Spirit commits to maintaining a required ratio of spare V2500 engines to installed engines as measured across Spirit's A320ceo fleet.
Spirit agrees to purchase, subject to IAE LLC making such engines available for purchase, new PW1100G-JM spare engines with monthly deliveries beginning on a specified date. Spirit also commits to purchasing life limited parts directly from IAE AG for shop visits performed after January 1, 2026 under certain fleet hour agreements.
What Spirit Releases in Exchange
Spirit will provide a full and final release for the benefit of IAE LLC, IAE AG and their affiliates, effective as of the Effective Date, for certain claims that may accrue after January 1, 2025 up to and including the end of the Support Term as set forth in the settlement documents. The release covers RTX Corporation and Pratt & Whitney as a division thereof.
IAE LLC agrees that it will not require payment from Spirit of liquidated damages for Spirit's cancellation of 52 Cancelled Aircraft under the 2021 Neo Agreement and Spirit's cancellation of leases with AerCap for 36 Transfer Aircraft. IAE LLC will waive and release claims for liquidated damages for these cancelled aircraft and related claims against Spirit.
IAE LLC also agrees that it will not require payment from Spirit for Excess Removed Engines, will not reprice maintenance services performed on Excess Removed Engines, and will not adjust maintenance rates for engines that remain in the Fleet Management Program.
IAE AG agrees it will not require payment from Spirit for engines exiting certain fleet hour agreements in excess of specified thresholds, will not reprice maintenance services performed on such engines, and will not adjust rates for engines that remain under the fleet hour agreements.

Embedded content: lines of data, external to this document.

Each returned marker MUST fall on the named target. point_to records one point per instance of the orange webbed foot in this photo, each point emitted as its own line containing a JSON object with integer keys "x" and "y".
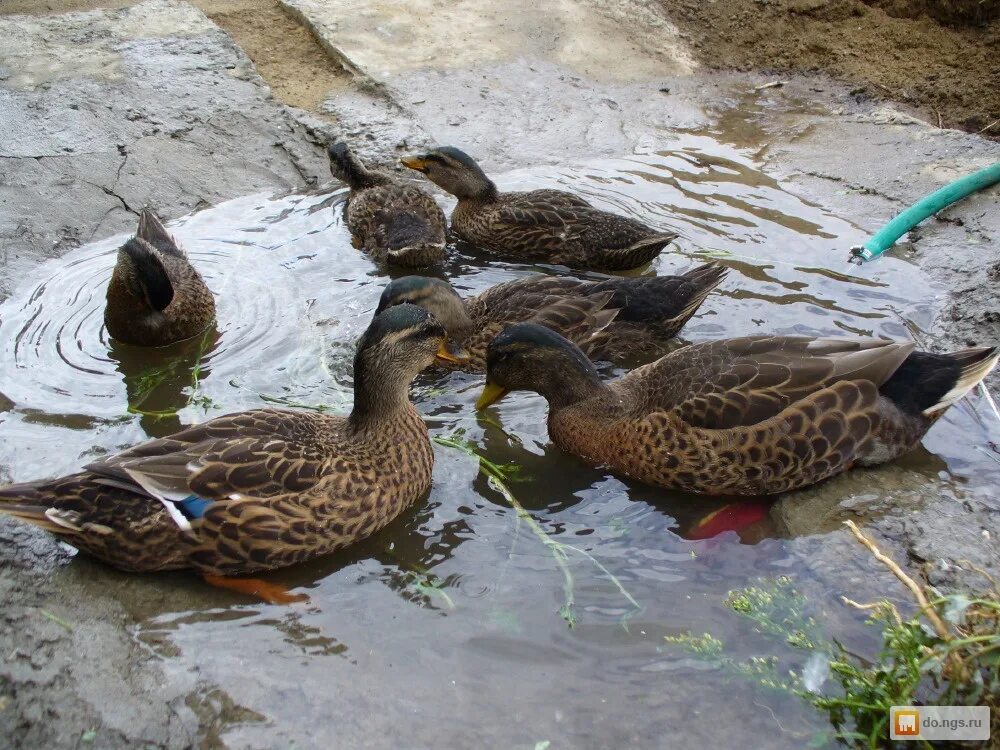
{"x": 272, "y": 593}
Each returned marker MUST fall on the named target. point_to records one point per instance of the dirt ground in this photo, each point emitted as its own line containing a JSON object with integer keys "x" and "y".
{"x": 939, "y": 57}
{"x": 948, "y": 74}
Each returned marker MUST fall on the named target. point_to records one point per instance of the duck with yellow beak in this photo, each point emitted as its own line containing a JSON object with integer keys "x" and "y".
{"x": 748, "y": 416}
{"x": 261, "y": 489}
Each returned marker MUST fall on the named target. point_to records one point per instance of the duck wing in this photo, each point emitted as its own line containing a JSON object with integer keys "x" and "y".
{"x": 568, "y": 306}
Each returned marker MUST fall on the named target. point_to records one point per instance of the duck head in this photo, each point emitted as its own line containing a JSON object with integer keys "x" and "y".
{"x": 437, "y": 297}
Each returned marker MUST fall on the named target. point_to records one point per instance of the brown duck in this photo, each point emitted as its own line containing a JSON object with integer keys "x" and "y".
{"x": 746, "y": 416}
{"x": 393, "y": 221}
{"x": 155, "y": 296}
{"x": 260, "y": 489}
{"x": 539, "y": 225}
{"x": 616, "y": 319}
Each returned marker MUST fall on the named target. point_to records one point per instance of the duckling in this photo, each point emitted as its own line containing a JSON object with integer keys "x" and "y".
{"x": 539, "y": 225}
{"x": 747, "y": 416}
{"x": 394, "y": 222}
{"x": 260, "y": 489}
{"x": 616, "y": 319}
{"x": 155, "y": 296}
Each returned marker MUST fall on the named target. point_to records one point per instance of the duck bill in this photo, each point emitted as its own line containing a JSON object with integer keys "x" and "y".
{"x": 418, "y": 163}
{"x": 448, "y": 352}
{"x": 490, "y": 395}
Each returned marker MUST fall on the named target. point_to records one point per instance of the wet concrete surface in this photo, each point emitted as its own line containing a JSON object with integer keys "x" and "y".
{"x": 108, "y": 111}
{"x": 196, "y": 126}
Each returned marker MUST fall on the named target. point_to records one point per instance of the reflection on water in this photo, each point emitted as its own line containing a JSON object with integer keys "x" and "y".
{"x": 454, "y": 610}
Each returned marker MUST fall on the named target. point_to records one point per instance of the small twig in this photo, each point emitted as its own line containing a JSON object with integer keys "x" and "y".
{"x": 771, "y": 85}
{"x": 926, "y": 608}
{"x": 875, "y": 605}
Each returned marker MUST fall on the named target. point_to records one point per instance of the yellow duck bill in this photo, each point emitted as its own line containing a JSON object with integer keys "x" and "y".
{"x": 490, "y": 395}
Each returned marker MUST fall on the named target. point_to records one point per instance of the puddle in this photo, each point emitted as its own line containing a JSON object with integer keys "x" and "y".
{"x": 447, "y": 626}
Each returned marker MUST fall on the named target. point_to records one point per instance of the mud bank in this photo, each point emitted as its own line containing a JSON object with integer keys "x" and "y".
{"x": 161, "y": 107}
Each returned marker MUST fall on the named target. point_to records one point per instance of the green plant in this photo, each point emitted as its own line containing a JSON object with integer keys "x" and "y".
{"x": 948, "y": 653}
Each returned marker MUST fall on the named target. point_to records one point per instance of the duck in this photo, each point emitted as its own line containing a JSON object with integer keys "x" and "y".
{"x": 757, "y": 415}
{"x": 155, "y": 296}
{"x": 614, "y": 319}
{"x": 553, "y": 226}
{"x": 261, "y": 489}
{"x": 394, "y": 222}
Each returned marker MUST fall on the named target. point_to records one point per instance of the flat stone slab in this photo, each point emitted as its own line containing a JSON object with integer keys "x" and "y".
{"x": 107, "y": 111}
{"x": 385, "y": 38}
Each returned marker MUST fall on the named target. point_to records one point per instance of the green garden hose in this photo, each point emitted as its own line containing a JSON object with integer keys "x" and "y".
{"x": 927, "y": 206}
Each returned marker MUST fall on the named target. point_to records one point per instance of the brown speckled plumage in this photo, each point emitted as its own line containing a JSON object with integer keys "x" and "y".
{"x": 393, "y": 221}
{"x": 279, "y": 487}
{"x": 539, "y": 225}
{"x": 617, "y": 319}
{"x": 155, "y": 296}
{"x": 746, "y": 416}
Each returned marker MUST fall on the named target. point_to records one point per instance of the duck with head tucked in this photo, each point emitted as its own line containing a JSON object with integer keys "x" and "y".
{"x": 615, "y": 319}
{"x": 552, "y": 226}
{"x": 260, "y": 489}
{"x": 394, "y": 222}
{"x": 155, "y": 296}
{"x": 746, "y": 416}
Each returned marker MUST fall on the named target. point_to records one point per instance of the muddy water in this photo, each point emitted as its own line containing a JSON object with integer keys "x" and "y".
{"x": 450, "y": 628}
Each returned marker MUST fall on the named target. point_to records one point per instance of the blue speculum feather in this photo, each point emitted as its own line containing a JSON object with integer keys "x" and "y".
{"x": 193, "y": 506}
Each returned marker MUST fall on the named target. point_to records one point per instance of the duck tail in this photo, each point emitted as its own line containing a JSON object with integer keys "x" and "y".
{"x": 703, "y": 280}
{"x": 641, "y": 252}
{"x": 151, "y": 230}
{"x": 145, "y": 274}
{"x": 345, "y": 166}
{"x": 927, "y": 384}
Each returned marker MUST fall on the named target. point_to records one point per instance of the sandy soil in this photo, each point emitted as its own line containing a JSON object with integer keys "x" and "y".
{"x": 946, "y": 73}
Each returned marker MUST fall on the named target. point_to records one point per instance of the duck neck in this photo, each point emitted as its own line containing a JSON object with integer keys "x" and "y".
{"x": 460, "y": 324}
{"x": 381, "y": 394}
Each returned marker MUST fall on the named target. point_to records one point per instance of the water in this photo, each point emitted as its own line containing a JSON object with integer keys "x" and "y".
{"x": 449, "y": 627}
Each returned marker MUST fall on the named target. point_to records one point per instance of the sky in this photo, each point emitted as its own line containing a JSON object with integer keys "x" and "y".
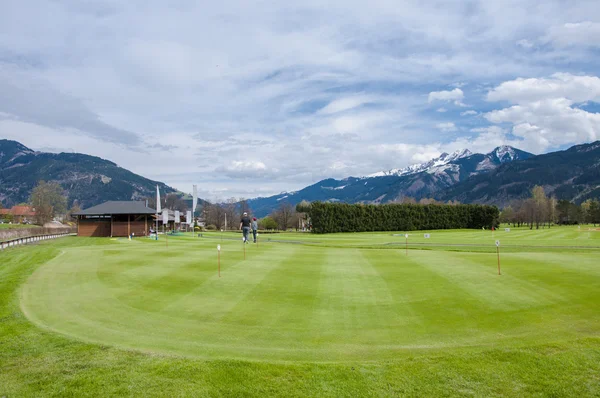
{"x": 251, "y": 99}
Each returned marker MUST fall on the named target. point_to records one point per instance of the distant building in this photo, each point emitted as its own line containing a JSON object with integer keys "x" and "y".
{"x": 19, "y": 214}
{"x": 115, "y": 218}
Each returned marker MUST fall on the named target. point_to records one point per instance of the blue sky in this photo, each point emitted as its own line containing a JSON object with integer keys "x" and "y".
{"x": 253, "y": 99}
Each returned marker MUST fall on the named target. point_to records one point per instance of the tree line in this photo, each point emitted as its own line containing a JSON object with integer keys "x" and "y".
{"x": 342, "y": 217}
{"x": 215, "y": 214}
{"x": 539, "y": 210}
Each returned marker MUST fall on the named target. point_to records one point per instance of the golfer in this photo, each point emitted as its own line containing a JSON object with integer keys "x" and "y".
{"x": 245, "y": 226}
{"x": 254, "y": 228}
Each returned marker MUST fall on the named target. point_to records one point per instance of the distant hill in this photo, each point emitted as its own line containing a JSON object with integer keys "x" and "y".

Legal Arguments for Approval
Spirit argues the settlement should be approved because it is fair and equitable, reasonable, and in the best interests of the debtor's estate. The court should consider the Iridium factors established by the Second Circuit when evaluating the settlement.
Spirit states that success on the merits of Spirit's claims against IAE Parties would be speculative and uncertain. The value provided by the compromise outweighs the uncertainty of litigation. The settlement benefits creditors by providing $140 million in credits, preserving liquidity, and avoiding costly litigation. The settlement was negotiated at arm's length by parties with experienced counsel.
Spirit also seeks authorization under Section 363(b) of the Bankruptcy Code to enter into the GTE Agreements and Definitive Documents. Section 363(b)(1) empowers the Court to allow a debtor to use, sell, or lease, other than in the ordinary course of business, property of the estate.
The business judgment rule is satisfied when there is a business decision, disinterestedness, due care, good faith, and no abuse of discretion or waste of corporate assets. Entry into the GTE Agreements represents a sound exercise of business judgment because the GTE Leases will provide up to 100 serviceable engines without the Debtors bearing maintenance costs, these engines will be used to operate the A320neo family aircraft, the Definitive Documents will establish the contours of the Debtors' aircraft and engine portfolio, and the agreements will enable maintenance services at favorable rates.
Timeline and Next Steps
Judge Sean H. Lane has scheduled a hearing on the motion for December 16, 2025, at 11:00 a.m. Objections must be filed by December 11, 2025, at 5:00 p.m. The settlement requires Bankruptcy Court approval of the Term Sheet by December 30, 2025. The deadline for settlement of outstanding invoices is December 31, 2025. The Amendment Cut-Off Date to finalize agreements is January 31, 2026.
The Debtors note that notice of the Motion will be provided to the U.S. Trustee, the Committee of Unsecured Creditors, the Ad Hoc Committee of Senior Secured Noteholders, agents or trustees under the Debtors' secured notes indenture or revolving credit facility, the IAE Parties, and any other party entitled to notice under the Court's case management procedures order.